Übergriffe in Feriencamp "Man muss das Risiko minimieren"
22.07.2010, 12:20 UhrBei einer Ferienfreizeit des Stadtsportbundes Osnabrück auf der Insel Ameland sollen mehrere Jungen andere Jugendliche sexuell misshandelt haben. Jährlich nehmen in Deutschland hunderttausende Kinder und Jugendliche an Ferienfreizeiten teil. Ohne ehrenamtliche Helfer wäre das nicht möglich. Doch wie werden die Betreuer qualifiziert und kontrolliert? Fragen an den stellvertretenden Direktor des Landessportbundes Berlin, Heiner Brandi.
Wie ist der Anteil von Pädagogen und ehrenamtlichen Helfern bei Ferienfreizeiten in Deutschland in der Regel?
Ich kann das nur für den Landessportbund Berlin beantworten. Wir machen ja auch Ferienfreizeiten mit Kindern und Jugendlichen. In diesem Jahr sind es 15 Camps, an denen insgesamt 534 Kinder und Jugendliche teilnehmen. Wir haben da immer einen Betreuerschlüssel von einem Betreuer auf acht Kinder.
Das sind vermutlich vorwiegend ehrenamtliche Betreuer.
Wenn wir die Camps in unseren eigenen Einrichtungen durchführen - wir haben zum Beispiel einen Jugendferienpark in Ahlbeck auf Usedom -, dann sind auch hauptberufliche Mitarbeiter vor Ort. Ansonsten gibt es bei uns immer einen Reiseleiter, der speziell qualifiziert ist. Aber auch die "normalen" Betreuer werden in allen relevanten Themen der Ferienfreizeiten aus- und kontinuierlich fortgebildet.

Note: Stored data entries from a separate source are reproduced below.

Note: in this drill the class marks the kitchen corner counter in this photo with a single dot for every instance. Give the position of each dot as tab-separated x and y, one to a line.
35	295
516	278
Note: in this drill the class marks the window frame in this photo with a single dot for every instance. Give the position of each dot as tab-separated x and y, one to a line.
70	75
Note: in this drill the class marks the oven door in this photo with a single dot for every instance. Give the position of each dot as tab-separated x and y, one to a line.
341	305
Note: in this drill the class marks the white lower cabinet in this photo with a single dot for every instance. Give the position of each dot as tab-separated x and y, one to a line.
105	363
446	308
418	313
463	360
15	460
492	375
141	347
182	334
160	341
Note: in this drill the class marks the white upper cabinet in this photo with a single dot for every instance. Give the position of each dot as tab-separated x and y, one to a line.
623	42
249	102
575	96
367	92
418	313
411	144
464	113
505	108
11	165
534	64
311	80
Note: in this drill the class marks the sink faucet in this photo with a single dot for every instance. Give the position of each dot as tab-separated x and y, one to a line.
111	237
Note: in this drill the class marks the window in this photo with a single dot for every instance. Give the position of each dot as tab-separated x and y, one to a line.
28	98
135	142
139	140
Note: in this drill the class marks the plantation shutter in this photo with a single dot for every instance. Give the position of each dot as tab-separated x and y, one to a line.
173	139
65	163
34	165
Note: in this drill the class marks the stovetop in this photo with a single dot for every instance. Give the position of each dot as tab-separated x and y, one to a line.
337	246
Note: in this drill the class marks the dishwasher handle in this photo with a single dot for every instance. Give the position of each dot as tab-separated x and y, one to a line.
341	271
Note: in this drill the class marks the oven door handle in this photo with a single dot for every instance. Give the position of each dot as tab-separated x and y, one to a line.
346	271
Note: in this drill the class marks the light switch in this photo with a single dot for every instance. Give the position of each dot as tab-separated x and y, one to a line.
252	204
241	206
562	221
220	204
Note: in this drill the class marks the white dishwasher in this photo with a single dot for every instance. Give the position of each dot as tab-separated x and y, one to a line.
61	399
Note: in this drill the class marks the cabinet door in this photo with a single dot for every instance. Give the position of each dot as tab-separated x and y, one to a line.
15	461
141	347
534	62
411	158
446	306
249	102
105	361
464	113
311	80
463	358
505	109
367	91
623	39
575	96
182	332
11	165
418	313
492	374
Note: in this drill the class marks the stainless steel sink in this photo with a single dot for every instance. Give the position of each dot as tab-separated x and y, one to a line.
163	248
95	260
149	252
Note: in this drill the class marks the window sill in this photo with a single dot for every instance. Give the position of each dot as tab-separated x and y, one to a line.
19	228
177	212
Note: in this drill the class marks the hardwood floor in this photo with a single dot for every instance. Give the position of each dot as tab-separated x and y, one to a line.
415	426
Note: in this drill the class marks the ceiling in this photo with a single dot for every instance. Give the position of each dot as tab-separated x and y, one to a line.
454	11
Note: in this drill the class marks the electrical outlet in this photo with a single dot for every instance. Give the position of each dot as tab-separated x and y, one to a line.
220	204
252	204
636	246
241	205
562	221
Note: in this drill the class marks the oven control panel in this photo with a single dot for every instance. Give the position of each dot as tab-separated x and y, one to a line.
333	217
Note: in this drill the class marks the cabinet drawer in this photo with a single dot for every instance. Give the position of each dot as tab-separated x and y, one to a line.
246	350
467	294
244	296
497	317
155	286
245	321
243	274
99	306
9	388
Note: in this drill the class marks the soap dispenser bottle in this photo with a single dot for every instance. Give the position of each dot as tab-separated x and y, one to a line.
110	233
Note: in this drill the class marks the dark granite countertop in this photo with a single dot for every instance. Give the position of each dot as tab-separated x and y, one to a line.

Die Betreuer auf Ameland sollen alle eine Jugendleitercard gehabt haben. Was muss man nachweisen, um so eine Karte zu bekommen?
Die Jugendleitercard gibt es bundesweit, die wird von den jeweiligen obersten Landesjugendbehörden ausgestellt. Um eine solche Karte zu erwerben, muss man eine Jugendleiter-Ausbildung machen. Die besteht aus mindestens 60 Unterrichtsstunden, bei denen es auch um Fragen der Aufsichtspflicht, um Haftungsrecht und ähnliches geht - die relevanten Themen, die in der Betreuung von Kindern und Jugendlichen eine Rolle spielen. Dazu zählt auch das Thema Sexualität im Camp-Alltag. Wobei wir, Gottseidank, solche Vorfälle noch nicht hatten.

In diesem Bauernhof auf Ameland fand die Ferienfreizeit des Stadtsportbunds Osnabrück statt.
(Foto: dpa)
Sind Missbrauchsfälle wie die auf Ameland überhaupt zu vermeiden?
Man kann Vorkehrungen treffen, um das Risiko zu minimieren. Bei uns in den Camps ist es beispielsweise so, dass wir keine Massenunterkünfte haben, sondern kleinere Zimmer oder Zelte, wo ein Betreuer immer in der Nähe ist. Wir verlangen von unseren Betreuern zudem polizeiliche Führungszeugnisse, um auszuschließen, dass wir es mit Personen zu tun bekommen, die nicht geeignet sind.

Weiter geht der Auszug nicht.